A criação de uma Lava Jato, dentro da Lava Jato, é uma questão complexa porque além de esmiuçar a conduta do grupo chefiado por Deltan Dallagnol para identificar como e porque ocorreu a desvirtuação da luta contra a corrupção, terá que verificar se este processo teve orientação superior nacional ou internacional. Não se trata de uma “vendetta” contra Dallagnol e a “República de Curitiba”, porque isto somente substituiria um grupo sob suspeita por outro igualmente não comprometido em ir até as origens do fenômeno da corrupção sistêmica na política nacional.
Outro fator crucial numa “Lava Jato da Lava Jato” é a preocupação com os mistérios da manipulação eletrônica de dinheiro.

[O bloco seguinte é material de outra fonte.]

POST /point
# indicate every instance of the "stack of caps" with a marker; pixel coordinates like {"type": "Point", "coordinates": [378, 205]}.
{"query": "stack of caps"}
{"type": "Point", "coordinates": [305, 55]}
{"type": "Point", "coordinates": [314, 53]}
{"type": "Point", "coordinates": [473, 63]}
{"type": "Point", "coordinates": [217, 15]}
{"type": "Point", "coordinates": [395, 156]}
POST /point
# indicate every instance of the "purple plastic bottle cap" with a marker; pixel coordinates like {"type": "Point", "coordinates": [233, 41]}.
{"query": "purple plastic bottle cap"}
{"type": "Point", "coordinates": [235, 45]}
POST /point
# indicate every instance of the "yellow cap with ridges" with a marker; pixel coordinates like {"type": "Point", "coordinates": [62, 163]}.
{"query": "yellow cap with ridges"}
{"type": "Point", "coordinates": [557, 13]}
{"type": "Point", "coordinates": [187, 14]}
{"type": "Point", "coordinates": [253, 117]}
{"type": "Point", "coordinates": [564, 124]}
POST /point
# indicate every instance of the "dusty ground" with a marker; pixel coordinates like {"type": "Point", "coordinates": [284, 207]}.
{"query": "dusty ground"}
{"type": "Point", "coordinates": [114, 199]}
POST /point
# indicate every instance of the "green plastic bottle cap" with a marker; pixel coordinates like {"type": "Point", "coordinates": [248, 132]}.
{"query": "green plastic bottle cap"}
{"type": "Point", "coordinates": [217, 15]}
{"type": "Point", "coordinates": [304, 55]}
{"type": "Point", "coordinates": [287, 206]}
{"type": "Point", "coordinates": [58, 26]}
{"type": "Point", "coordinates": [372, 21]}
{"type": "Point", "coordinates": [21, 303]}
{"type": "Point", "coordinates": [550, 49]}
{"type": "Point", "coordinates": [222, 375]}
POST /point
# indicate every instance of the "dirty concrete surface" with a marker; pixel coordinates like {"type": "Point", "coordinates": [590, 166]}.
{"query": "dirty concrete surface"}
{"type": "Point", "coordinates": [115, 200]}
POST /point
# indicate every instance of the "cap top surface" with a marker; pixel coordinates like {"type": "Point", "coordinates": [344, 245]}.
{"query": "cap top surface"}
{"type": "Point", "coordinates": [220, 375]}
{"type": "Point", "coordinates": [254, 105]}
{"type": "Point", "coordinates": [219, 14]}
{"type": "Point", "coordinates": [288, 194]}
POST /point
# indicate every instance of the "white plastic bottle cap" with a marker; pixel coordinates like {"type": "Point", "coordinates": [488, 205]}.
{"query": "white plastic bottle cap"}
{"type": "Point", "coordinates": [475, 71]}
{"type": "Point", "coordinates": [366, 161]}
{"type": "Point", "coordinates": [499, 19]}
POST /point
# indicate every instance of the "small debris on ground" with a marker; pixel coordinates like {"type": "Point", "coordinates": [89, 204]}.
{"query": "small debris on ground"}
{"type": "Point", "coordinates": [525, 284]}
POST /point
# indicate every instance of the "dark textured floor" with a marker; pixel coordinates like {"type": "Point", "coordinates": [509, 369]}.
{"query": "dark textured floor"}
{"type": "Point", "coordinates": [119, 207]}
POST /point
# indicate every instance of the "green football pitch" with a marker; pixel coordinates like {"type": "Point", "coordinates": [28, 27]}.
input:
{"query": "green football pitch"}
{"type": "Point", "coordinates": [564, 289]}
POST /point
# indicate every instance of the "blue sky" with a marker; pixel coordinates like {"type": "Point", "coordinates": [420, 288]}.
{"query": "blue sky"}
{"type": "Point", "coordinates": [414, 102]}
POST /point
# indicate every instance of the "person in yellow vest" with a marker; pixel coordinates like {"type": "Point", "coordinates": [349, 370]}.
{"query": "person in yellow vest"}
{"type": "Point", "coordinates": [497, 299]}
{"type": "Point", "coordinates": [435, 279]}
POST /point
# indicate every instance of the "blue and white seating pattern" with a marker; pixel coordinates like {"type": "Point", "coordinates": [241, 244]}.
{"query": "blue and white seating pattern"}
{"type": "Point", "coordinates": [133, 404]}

Dólares em cuecas e malas são a parte anedótica e sensacionalista da corrupção. Os grandes corruptos usam a internet e o complexo mundo dos grandes dados financeiros, sendo esta a razão porque tantos brigam pelo controle do COAF (Conselho de Controle de Atividades Financeiras — órgão estatal). Quem tiver acesso privilegiado aos dados do COAF terá em suas mãos uma arma letal na manipulação da corrupção numa guerra política ou corporativa.
Com base em todas as experiências anteriores de combate à corrupção e nos erros cometidos durante os cinco anos da Lava Jato, a única coisa que ainda não foi tentada é a inclusão de organizações da sociedade civil, da universidade e de especialistas em análise de dados eletrônicos no monitoramento e investigação de operações sob suspeita. A imprensa também deveria ser parte de uma “Lava Jato da Lava Jato”, porque ela tem um papel essencial na transparência das investigações além de já ter acumulado uma razoável experiência na localização e checagem de informações, como é o caso do Consórcio Internacional de Jornalismo Investigativo, responsável pelo Panamá Papers.
Foi justamente a ausência de transparência nas ações do grupo chefiado por Deltan Dallagnol que permitiu o desvirtuamento da campanha contra a corrupção. O Intercept, um órgão da imprensa, foi decisivo para que o público conseguisse ver o que a “República de Curitiba” tentou esconder. Durante os cinco anos de Lava Jato, a imprensa ficou na posição de observadora e transmissora de vazamentos de informações organizados pela equipe de Dallagnol. Omitiu-se na hora de assumir seu compromisso com o jornalismo investigativo, erro que ainda pode ser corrigido.